Haworth, a 50-year-old former Wal-Mart executive who took over the PBR in 2011, is dedicated to growing the sport internationally. He wants to take Bushwacker and Asteroid to China, to Australia, to Japan, to Europe and to other North American markets. Selling out Madison Square Garden for three consecutive nights in early January is nice. But a week in Beijing, Sydney or Tokyo is better.
"It's like any business," Haworth said. "You want to reach your maximum potential. We happen to be in the entertainment business. Why limit ourselves?"
The PBR runs tours in five countries, with more than 100 events and $10 million in annual prize money. But it's the Built Ford Tough Series that is its biggest and most visible event, and this week's World Finals celebrates the best of the best. Besides the Garden, the tour stops at Cowboys Stadium in Arlington, Texas, Reliant Stadium in Houston and Ford Field in Detroit, and holds events in arenas in Chicago, Philadelphia, Baltimore, Indianapolis, Tampa, Fla., Columbus, Ohio, and Greensboro, N.C.

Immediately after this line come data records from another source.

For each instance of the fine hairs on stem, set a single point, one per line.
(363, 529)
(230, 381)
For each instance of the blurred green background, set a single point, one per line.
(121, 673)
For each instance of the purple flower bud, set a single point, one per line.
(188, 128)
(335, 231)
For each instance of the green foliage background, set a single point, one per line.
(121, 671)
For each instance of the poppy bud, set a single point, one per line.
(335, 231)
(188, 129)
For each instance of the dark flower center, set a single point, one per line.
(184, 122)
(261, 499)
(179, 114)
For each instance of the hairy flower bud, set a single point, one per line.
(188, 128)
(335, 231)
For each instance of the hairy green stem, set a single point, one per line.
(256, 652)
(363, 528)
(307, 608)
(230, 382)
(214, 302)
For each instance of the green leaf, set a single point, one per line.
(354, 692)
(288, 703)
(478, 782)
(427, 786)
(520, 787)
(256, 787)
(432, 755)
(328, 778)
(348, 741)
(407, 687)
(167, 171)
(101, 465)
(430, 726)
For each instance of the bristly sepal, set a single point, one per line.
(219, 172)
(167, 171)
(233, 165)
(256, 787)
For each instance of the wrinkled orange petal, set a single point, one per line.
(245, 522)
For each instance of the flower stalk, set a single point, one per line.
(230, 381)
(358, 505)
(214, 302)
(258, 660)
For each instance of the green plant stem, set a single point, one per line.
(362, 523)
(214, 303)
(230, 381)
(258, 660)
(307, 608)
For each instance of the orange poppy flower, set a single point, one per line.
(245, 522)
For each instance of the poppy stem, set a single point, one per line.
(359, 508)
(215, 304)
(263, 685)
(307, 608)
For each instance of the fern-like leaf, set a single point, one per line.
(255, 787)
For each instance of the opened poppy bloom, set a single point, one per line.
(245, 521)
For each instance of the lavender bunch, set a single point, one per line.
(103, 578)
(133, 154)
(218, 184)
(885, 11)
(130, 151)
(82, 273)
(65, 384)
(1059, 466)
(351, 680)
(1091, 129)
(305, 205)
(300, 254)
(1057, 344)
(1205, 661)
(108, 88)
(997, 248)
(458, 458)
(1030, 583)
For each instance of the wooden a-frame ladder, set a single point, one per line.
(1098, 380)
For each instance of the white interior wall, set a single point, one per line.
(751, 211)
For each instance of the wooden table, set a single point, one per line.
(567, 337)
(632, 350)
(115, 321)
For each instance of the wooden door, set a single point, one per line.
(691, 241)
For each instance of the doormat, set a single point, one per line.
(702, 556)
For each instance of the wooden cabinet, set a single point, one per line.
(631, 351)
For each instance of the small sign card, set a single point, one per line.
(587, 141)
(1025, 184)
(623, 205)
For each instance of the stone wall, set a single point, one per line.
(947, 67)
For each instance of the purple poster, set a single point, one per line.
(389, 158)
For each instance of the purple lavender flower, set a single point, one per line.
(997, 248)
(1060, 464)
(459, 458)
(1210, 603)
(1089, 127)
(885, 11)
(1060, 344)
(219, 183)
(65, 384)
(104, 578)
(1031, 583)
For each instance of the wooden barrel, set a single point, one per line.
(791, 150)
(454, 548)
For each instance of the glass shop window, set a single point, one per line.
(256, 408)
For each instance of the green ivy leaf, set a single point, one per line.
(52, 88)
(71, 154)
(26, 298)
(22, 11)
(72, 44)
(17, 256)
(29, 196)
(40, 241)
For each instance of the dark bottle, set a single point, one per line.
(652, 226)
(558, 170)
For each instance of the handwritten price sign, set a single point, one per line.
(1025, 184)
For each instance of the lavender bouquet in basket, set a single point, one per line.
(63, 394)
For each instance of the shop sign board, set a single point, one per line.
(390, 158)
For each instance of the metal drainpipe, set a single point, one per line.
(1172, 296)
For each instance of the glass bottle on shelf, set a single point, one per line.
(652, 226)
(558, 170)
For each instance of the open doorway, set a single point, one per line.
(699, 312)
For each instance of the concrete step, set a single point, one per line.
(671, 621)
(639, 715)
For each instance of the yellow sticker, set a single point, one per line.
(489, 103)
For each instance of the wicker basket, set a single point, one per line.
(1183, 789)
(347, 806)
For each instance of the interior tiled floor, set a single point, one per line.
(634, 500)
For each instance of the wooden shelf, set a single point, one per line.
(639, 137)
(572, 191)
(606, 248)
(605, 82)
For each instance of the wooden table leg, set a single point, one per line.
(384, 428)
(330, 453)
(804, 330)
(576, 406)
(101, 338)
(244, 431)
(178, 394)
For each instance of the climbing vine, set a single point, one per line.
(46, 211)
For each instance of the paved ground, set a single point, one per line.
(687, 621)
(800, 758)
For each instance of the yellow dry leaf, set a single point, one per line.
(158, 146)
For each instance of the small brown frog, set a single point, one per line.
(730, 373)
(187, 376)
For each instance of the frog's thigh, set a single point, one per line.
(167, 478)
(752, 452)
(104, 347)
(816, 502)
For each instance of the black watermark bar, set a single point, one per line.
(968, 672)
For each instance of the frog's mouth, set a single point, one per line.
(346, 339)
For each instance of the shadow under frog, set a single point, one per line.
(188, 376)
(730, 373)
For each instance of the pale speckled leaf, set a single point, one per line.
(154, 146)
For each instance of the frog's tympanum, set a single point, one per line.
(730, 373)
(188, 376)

"We were in Connecticut for the first time at Mohegan Sun, and we were well received," Haworth said. "We want to go to nontraditional rodeo markets in the U.S. That's how you grow the sport.
"I always like to say we were the original extreme sport. Once you get people inside, they're hooked."
Of course, traditionalists think Haworth and the PBR are overdoing it. They think there are too many events, which means the riders have more opportunities of getting injured and not making it to Las Vegas. But Haworth counters that it also gives riders more opportunities to make money, and the overwhelming majority of the top riders do make it to the Thomas & Mack.
"We listen," he said. "We want input from the fans, just like we want input from everyone connected with the sport.
"Look, you're never going to please everybody. But we're not going to jeopardize the safety of the riders or the bulls. We want to make our sport appealing to everyone."
One thing on which everyone seems to agree is the World Finals has a great home in Las Vegas. Tonight marks the PBR's 19th year at the Thomas & Mack, and the five-day run is expected to bring 70,000 visitors to town and generate nongaming revenue of approximately $15 million. It's little wonder the Las Vegas Convention and Visitors Authority and the PBR announced they were extending their relationship through 2015.
"This is where we want to be; this is where our fans want to be," Haworth said of Las Vegas. "We're very happy with the Thomas & Mack. It suits our needs just fine. I know there's been plenty of talk about building a new arena in Las Vegas, and we're monitoring that.
"But as far as we're concerned, as long as Las Vegas wants us, we're not going anywhere else."
For the record, Bushwacker weighed in at 1,625 pounds, while Asteroid came in at a rather svelte 1,365 pounds. Still, that's a whole lot of meanness for the guys who will have to try to ride them this week.